At most universities, data about alumni are gathered by different offices—alumni services, individual departments, fund raising—but seldom shared. Before deans begin to collect additional data, they need to know what the university has collected already. That requires buy-in from other top administrators. How do graduate deans encourage alumni services and development to share their alumni database? And once the deans have collected data on the placement rates of Ph.D.'s, where do they store the information, and who updates it? It hardly seems ideal to have placement data stored in an Excel spreadsheet file on Dropbox.
Several deans I spoke with felt that, in conjunction with placement studies, they would need to develop an IT database on a university network so that various groups of people could have access to the information and update it. That requires much more time, a much larger budget, and cooperation with other divisions in the university that may have other priorities.
CGS should make that a central part of its inquiry: Who are the stakeholders at the university—beyond the graduate school and individual academic departments—who need to be won over? What strategies have deans employed to share alumni data with other divisions? Is data sharing across the institution even feasible, and if so, how do we make it a reality?
Most institutions, with limited resources, will need the help and support of faculty members to do a better job of collecting placement data and alumni contact information for their individual departments. In an era of cutbacks and at a time when humanities and social-science departments are being eliminated, some faculty members view the attempt to track placement data as a hostile move by graduate-school administrators. Professors wonder: What are the goals of the graduate school in collecting this data?

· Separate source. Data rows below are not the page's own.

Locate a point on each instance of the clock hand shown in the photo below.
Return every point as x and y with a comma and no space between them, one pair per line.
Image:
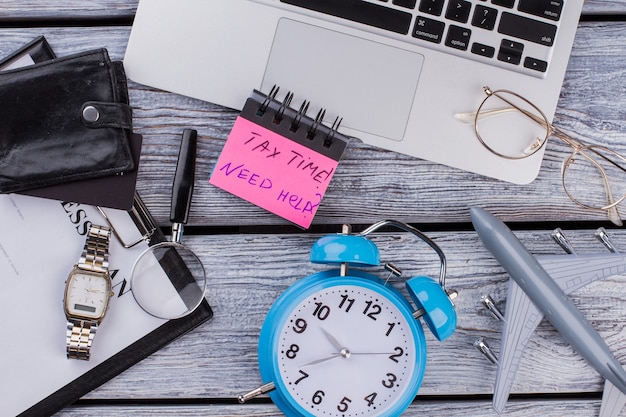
343,353
327,358
333,341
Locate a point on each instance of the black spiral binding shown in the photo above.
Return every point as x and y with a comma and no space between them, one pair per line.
278,116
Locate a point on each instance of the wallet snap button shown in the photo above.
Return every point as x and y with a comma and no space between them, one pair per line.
91,114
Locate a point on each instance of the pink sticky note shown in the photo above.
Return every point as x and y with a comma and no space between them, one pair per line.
273,172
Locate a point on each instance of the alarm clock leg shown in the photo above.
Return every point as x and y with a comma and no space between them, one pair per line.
256,392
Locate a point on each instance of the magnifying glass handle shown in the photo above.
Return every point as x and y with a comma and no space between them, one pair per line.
182,188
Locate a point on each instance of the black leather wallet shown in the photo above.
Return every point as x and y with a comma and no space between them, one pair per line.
64,120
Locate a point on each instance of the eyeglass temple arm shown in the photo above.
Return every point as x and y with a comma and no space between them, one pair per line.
470,117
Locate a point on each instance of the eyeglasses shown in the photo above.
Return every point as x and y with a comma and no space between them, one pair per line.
512,127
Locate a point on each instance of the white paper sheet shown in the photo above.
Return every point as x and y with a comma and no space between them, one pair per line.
40,241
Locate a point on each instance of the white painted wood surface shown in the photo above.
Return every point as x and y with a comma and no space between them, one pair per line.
253,256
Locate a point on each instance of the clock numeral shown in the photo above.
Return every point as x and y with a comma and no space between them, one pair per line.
293,351
344,404
399,353
304,375
370,399
391,382
375,310
299,326
321,311
344,300
318,397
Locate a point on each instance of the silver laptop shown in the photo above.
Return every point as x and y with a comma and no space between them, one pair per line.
397,71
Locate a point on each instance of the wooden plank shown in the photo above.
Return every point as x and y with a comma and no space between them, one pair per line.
572,408
248,272
16,10
370,183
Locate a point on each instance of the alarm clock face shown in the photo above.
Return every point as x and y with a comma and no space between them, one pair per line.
346,347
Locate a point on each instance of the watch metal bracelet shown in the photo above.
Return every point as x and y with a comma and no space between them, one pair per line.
95,256
80,334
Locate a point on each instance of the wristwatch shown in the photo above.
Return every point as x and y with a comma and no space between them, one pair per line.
87,293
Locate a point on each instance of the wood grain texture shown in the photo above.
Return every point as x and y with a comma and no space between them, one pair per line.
202,372
14,10
248,272
371,183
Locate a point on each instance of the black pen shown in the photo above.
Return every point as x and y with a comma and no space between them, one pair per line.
182,189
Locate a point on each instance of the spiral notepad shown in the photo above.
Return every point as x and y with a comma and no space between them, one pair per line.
279,158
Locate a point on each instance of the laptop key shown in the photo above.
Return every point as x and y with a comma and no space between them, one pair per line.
458,37
458,10
382,17
536,64
409,4
510,52
434,7
428,29
483,50
484,17
548,9
528,29
504,3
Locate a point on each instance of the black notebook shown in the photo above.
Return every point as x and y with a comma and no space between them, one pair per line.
280,158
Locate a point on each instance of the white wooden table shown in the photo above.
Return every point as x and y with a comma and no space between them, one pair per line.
253,256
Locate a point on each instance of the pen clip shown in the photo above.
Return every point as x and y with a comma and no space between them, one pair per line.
182,188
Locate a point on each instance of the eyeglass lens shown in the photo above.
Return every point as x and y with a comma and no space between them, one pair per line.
594,177
510,126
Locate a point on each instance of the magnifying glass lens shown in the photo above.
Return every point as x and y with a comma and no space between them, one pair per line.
168,280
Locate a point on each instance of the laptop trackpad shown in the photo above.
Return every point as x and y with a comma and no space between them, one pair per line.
369,84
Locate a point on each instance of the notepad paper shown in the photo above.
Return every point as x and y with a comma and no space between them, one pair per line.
276,168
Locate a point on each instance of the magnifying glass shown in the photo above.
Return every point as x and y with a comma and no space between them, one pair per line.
168,280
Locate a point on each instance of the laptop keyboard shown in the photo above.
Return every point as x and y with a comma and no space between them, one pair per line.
515,34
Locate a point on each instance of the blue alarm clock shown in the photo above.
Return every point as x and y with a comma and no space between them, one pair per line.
346,343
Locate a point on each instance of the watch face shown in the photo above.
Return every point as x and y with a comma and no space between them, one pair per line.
350,350
87,294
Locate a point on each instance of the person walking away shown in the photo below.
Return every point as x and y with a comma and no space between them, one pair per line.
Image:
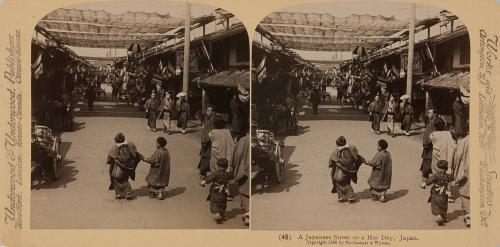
218,190
381,175
425,167
159,172
439,191
390,109
166,107
206,144
183,110
461,173
222,143
151,106
458,117
315,98
443,145
122,159
406,112
240,171
90,95
345,162
236,123
374,109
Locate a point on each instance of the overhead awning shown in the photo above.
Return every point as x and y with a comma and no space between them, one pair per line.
324,32
100,29
452,80
228,79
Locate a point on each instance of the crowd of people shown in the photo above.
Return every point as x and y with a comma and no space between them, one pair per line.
445,166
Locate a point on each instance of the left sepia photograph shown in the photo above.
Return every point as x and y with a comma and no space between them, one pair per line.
140,114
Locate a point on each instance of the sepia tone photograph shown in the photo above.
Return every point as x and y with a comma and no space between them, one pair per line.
360,118
140,114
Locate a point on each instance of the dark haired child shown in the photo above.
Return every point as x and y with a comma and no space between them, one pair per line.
159,173
218,190
380,178
439,191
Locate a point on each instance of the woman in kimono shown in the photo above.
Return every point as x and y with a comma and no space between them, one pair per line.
374,109
151,106
240,172
406,112
380,178
443,145
218,190
159,172
345,162
439,191
122,159
461,173
222,143
390,109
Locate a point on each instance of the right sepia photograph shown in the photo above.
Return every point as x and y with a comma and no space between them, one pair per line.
360,118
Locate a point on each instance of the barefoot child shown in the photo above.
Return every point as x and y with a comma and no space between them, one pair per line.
439,191
159,173
218,190
380,178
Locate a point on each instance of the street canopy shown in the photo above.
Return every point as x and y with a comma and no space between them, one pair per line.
100,29
325,32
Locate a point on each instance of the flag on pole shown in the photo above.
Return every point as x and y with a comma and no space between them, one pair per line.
37,66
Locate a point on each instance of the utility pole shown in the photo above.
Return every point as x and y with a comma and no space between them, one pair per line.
187,41
411,46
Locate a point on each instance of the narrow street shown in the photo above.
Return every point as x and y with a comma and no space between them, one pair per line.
80,199
303,200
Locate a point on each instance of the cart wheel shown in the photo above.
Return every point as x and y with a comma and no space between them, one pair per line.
56,158
279,163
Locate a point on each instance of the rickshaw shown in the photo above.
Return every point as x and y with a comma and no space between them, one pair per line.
267,158
46,157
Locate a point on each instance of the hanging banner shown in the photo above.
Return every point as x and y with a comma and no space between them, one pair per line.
193,60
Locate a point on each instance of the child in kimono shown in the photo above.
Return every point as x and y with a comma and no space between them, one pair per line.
218,190
439,191
380,178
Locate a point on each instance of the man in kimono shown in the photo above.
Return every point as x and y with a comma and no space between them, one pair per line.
151,106
380,178
443,145
222,143
122,159
235,117
461,173
458,117
345,162
183,110
240,164
315,98
218,190
206,144
425,167
159,173
375,111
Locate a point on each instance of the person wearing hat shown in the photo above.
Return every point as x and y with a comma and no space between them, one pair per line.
218,190
406,112
183,110
381,175
344,162
439,191
159,172
122,159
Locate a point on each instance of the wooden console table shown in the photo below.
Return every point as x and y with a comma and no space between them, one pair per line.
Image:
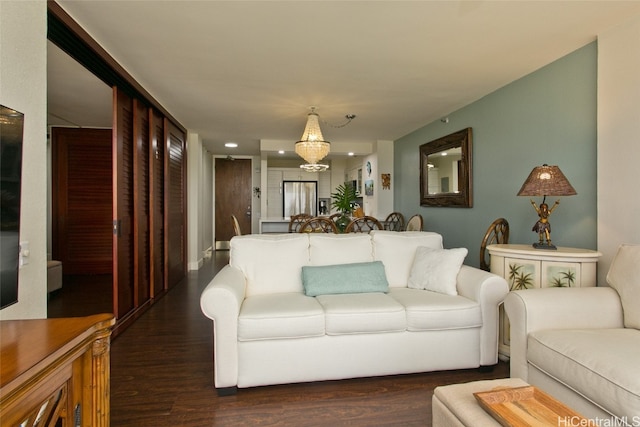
525,268
55,371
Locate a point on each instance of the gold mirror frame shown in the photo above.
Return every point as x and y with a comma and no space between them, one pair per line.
461,197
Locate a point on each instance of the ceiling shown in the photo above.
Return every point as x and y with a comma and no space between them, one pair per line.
246,71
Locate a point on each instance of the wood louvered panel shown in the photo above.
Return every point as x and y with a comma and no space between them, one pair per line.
156,201
141,204
81,199
175,204
123,270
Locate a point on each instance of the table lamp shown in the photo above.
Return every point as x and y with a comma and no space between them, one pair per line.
545,181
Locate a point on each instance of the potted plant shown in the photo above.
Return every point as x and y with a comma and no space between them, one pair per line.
343,200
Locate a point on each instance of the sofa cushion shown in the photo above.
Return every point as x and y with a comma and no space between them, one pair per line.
397,250
623,277
427,311
270,263
600,364
344,278
362,313
437,269
275,316
326,249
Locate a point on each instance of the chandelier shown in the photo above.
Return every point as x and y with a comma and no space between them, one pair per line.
312,147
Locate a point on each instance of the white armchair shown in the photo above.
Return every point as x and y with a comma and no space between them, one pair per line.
582,344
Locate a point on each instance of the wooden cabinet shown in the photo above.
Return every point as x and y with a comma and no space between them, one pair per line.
526,268
55,372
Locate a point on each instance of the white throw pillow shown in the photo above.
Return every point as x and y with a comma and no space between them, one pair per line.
437,269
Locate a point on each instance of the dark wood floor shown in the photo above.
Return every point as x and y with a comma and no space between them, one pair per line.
162,375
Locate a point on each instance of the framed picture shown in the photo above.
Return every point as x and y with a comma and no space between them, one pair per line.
445,171
368,187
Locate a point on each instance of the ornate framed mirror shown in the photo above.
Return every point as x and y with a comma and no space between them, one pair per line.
445,171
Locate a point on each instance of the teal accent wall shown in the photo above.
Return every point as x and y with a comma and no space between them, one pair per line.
548,116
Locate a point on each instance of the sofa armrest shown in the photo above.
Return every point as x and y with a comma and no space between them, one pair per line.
557,308
489,290
221,301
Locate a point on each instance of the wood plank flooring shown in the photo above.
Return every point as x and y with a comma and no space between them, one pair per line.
162,375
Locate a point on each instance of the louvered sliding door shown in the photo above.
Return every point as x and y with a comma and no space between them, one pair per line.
123,178
141,231
156,201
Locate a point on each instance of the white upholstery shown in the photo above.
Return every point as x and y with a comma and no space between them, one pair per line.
601,363
330,249
623,277
572,342
283,315
432,311
397,251
266,331
362,313
270,263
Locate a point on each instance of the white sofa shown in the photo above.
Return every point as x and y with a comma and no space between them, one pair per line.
268,331
582,345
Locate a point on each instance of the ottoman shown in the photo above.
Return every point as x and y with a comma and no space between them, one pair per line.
455,405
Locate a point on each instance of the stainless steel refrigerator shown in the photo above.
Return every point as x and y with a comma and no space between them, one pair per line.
300,197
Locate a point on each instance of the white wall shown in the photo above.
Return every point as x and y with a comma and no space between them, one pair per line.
200,201
23,87
618,140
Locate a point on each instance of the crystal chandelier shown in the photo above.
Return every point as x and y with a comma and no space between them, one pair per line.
312,147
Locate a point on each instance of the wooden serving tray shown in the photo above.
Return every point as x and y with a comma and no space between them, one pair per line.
526,406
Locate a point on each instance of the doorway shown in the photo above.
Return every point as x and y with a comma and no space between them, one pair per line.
233,197
81,200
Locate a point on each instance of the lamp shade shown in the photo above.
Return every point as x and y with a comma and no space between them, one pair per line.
546,180
312,147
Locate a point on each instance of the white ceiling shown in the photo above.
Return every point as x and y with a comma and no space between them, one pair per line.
244,71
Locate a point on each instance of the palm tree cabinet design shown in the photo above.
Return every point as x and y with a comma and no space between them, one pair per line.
526,268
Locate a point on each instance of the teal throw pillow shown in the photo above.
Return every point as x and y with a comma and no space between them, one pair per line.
344,278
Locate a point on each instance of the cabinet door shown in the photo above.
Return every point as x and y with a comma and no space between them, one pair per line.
560,274
522,273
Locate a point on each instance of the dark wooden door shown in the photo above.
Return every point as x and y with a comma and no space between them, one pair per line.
175,204
81,199
123,254
233,197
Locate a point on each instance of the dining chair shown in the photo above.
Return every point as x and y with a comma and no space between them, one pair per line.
236,225
319,224
415,223
498,232
296,222
394,222
363,225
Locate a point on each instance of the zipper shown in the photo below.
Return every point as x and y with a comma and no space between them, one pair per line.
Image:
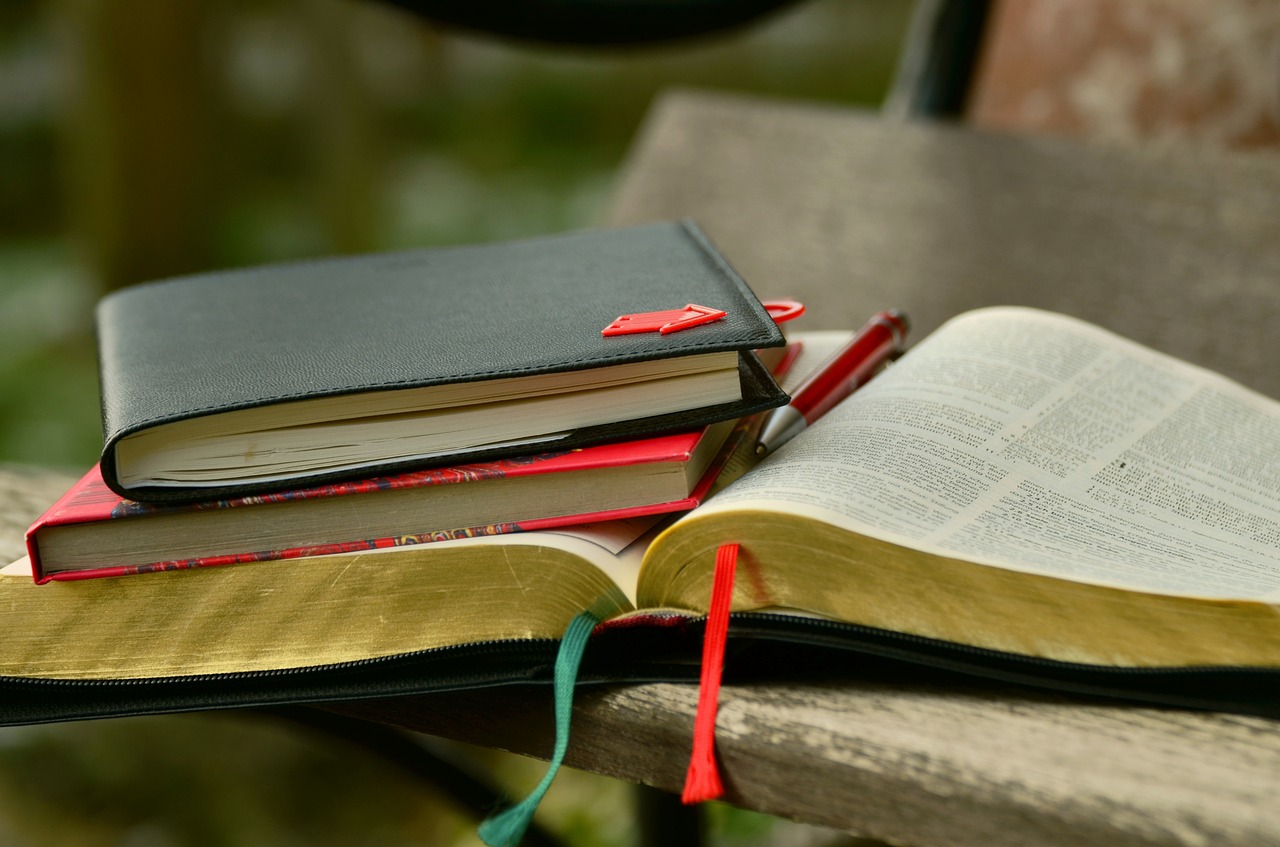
512,649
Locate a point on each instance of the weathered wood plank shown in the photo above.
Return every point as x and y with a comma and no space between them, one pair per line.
853,215
913,764
1173,247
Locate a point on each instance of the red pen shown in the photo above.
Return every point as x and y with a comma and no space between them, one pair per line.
837,378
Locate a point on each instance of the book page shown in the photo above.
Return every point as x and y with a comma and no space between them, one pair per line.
1034,442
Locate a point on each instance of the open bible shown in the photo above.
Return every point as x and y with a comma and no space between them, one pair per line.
1020,495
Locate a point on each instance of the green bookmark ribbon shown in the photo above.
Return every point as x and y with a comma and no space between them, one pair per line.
507,828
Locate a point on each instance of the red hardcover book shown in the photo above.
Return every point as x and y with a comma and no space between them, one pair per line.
92,532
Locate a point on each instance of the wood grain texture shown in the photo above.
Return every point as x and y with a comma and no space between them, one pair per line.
1176,248
854,215
913,764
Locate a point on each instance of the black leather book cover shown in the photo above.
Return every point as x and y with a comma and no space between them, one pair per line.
211,343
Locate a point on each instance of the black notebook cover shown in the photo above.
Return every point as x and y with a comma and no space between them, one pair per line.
211,343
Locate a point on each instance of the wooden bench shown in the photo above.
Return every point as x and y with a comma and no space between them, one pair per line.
851,214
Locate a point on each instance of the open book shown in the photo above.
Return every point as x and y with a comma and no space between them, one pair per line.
1022,494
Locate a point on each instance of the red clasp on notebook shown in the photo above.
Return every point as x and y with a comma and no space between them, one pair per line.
666,321
784,310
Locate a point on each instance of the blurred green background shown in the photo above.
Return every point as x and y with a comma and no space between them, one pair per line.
144,138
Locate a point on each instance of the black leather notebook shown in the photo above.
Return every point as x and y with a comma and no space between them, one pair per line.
266,378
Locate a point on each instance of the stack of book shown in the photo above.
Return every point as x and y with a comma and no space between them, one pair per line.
359,403
1022,495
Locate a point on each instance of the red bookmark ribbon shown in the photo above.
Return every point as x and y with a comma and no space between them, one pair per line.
703,781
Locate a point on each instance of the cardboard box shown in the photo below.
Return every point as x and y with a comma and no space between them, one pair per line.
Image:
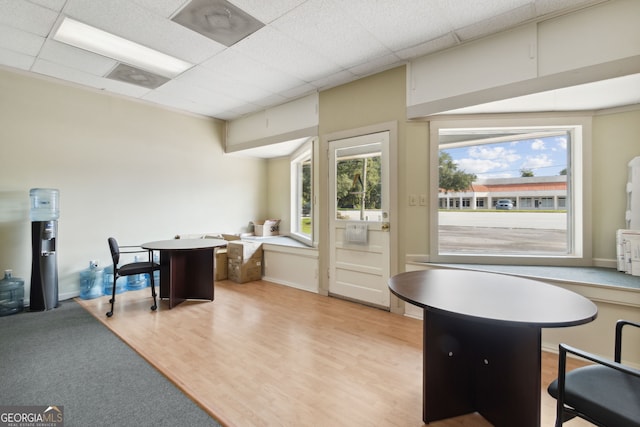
247,271
220,267
242,250
269,227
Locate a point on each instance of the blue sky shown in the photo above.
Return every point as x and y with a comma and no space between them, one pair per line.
544,156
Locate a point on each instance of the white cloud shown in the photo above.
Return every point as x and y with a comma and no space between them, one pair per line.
536,162
480,166
537,144
561,142
493,153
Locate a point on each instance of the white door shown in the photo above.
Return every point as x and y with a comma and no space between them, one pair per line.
359,218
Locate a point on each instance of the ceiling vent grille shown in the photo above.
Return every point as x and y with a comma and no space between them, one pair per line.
128,74
218,20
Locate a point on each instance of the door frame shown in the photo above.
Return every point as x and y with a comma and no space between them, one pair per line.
325,250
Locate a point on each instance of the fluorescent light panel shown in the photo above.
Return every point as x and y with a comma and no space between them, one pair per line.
106,44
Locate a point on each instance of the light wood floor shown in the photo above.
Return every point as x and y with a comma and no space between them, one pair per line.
268,355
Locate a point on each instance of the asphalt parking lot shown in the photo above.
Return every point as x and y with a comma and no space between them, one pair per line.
503,232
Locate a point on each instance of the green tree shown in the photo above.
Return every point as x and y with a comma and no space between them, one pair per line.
450,177
350,183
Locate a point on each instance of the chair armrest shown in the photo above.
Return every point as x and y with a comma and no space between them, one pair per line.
618,344
564,349
138,251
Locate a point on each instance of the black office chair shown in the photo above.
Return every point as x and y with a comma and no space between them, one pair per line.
606,393
142,267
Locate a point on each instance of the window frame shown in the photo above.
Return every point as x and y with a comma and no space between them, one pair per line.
303,154
579,227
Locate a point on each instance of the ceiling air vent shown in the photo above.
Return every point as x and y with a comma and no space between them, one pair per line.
128,74
218,20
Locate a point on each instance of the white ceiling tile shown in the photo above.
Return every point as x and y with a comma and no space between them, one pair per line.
242,68
334,80
545,7
221,83
500,22
435,45
20,41
27,16
306,45
475,11
281,52
299,91
376,65
14,59
267,11
78,59
86,79
55,5
197,94
420,21
166,8
133,22
324,27
273,99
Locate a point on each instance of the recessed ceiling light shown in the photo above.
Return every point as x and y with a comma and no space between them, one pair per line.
106,44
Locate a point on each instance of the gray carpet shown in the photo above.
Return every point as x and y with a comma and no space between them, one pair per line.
65,357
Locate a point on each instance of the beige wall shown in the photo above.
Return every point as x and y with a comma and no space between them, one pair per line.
616,140
125,169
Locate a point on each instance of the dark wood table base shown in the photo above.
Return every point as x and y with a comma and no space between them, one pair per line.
479,367
192,270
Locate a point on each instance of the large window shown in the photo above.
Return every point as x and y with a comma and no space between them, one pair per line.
510,191
302,194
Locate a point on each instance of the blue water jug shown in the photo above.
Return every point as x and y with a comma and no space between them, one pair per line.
91,281
11,294
121,283
44,204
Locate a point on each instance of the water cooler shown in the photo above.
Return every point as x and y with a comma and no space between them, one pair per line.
44,215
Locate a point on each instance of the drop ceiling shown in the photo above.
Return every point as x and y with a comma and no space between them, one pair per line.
297,47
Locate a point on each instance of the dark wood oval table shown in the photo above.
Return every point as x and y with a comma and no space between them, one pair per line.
482,340
186,268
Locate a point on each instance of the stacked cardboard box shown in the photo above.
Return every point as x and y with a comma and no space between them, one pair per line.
269,227
220,266
244,261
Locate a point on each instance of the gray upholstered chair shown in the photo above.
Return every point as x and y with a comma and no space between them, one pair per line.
605,393
138,267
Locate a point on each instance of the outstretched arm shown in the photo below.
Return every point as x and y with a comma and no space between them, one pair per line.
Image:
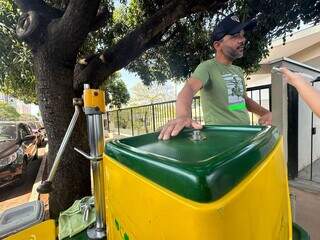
309,94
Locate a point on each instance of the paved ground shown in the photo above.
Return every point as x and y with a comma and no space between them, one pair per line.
308,212
306,172
14,195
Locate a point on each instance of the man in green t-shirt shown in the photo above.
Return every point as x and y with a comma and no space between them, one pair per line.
221,84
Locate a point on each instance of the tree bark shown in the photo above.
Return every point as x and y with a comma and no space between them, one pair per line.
55,93
55,40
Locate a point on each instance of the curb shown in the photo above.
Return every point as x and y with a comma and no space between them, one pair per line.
34,194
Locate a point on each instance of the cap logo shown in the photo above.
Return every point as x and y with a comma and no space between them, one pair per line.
235,18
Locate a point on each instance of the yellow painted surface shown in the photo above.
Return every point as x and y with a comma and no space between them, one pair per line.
42,231
256,209
94,98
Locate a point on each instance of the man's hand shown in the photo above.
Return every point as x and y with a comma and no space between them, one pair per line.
173,127
266,119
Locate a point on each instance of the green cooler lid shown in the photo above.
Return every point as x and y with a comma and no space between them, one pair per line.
203,170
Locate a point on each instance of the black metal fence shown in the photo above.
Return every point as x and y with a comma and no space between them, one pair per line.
147,118
150,118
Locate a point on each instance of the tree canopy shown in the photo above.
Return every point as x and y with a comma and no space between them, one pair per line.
176,52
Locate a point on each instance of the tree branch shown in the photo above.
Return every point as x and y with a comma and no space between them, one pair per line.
101,19
38,6
136,42
73,28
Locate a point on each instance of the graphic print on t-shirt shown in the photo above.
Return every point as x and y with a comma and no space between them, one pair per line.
235,92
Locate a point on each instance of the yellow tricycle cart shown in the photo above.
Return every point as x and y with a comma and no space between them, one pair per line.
220,183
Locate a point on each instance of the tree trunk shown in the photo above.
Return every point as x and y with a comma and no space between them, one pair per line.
55,93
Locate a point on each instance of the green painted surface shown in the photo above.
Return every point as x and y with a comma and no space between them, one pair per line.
201,171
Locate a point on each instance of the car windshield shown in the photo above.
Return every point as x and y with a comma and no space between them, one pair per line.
8,132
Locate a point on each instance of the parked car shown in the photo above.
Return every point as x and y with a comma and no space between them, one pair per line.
18,146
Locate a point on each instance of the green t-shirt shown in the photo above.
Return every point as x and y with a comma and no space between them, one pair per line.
222,94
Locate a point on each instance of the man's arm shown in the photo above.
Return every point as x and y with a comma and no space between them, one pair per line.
309,94
265,115
183,110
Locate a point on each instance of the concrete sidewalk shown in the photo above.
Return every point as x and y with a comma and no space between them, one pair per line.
307,212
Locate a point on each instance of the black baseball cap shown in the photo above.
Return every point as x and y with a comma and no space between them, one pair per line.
231,25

Unless administrators across the university believe that there are many viable and valuable career outcomes for Ph.D.'s beyond the professoriate, and unless that message is clearly communicated to academic departments, faculty members won’t want to participate in these placement studies or make their data public.
An equally critical question: What are the attitudes of other senior administrators at the institution toward career options for Ph.D.'s? Those of us who are pushing for this placement data, with the anticipation that it will showcase the value of a graduate degree, would be outraged if these studies were used by campus officials (provosts, presidents, board of trustees) or state legislatures to gut liberal-arts programs and reduce money for graduate education in favor of, say, the business school.
Inevitably, institutional placement studies will show that a smaller number of Ph.D. graduates are in tenure-track positions than faculty or administrators expect. How do deans ensure that placement studies will be used to improve, instead of jettison, graduate education at their institution? We know the benefits of placement data, done correctly and accurately, but we should also be aware of, document, and strategize for, the potential negative fallout.
L. Maren Wood earned a Ph.D. in history from the University of North Carolina at Chapel Hill. She is the founder and lead researcher of Lilli Research Group, a company that provides research consulting services for organizations and career coaching for Ph.D. job seekers. She lives in Denver, Colo.